"The one [throw] at the end of the half was ill-advised, to put it kindly," Billick said.
"I thought I saw Todd in the end zone," said Boller, one week removed from leading a game-winning drive against Houston. "I just tried to make a play. But I made the play worse."
Taylor had a hand in one of the Ravens' four turnovers, fumbling at the Ravens' 42 in the third quarter. The Broncos used that to extend their lead to 12-3, as Plummer hit fullback Kyle Johnson for a 7-yard touchdown.
On the Ravens' next series, Boller locked onto Heap and was picked off by Champ Bailey at the Denver 6-yard line.
But Boller, who received solid protection behind a makeshift line, wasn't finished. After the Broncos fumbled at midfield in the fourth quarter, Boller lost the ball on the next play, fumbling while trying to tuck the ball away.

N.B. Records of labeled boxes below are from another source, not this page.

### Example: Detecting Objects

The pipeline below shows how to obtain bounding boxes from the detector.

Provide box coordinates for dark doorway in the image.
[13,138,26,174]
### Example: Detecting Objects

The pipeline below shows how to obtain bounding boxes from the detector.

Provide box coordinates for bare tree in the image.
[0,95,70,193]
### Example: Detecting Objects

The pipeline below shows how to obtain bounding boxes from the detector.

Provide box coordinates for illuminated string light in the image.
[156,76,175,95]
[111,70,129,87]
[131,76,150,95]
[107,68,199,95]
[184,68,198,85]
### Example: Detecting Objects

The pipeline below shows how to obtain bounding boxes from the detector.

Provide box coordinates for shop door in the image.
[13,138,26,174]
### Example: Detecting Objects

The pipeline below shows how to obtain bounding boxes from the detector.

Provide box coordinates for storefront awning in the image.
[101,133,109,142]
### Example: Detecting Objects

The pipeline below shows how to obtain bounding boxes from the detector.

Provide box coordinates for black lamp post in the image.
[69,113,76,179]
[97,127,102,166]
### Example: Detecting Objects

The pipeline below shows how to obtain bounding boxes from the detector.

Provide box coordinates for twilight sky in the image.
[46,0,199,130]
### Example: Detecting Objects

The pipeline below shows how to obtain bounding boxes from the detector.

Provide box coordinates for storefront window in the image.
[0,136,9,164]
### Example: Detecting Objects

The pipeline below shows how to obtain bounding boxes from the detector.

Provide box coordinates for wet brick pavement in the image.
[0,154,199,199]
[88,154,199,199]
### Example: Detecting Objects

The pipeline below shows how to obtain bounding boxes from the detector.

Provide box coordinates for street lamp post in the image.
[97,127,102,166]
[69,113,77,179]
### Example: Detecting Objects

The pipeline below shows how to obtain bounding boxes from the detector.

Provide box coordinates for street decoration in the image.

"It slipped out of my hand," Boller said. "I can't catch a break, I guess. It slipped out of my hand. I can't give you any other reason."
There were few explanations about the Ravens' ongoing problem in the red zone. The Ravens, who were in Denver territory on seven of 10 drives, scored three points on three trips inside the 10-yard line against the NFL's third-worst red-zone defense.
"We're cursed in the red zone," Heap said. "That's where you win in this league, when you get the ball in there and score points."
In their worst season since their first (1996), the Ravens have clinched their second losing season in Billick's seven seasons and can no longer stomach any more moral victories.
"Honestly, there's nothing you can take out of this game," Mason said. "Yeah, we played hard but what it boils down to is wins and losses. That's what makes a franchise and that's what breaks one."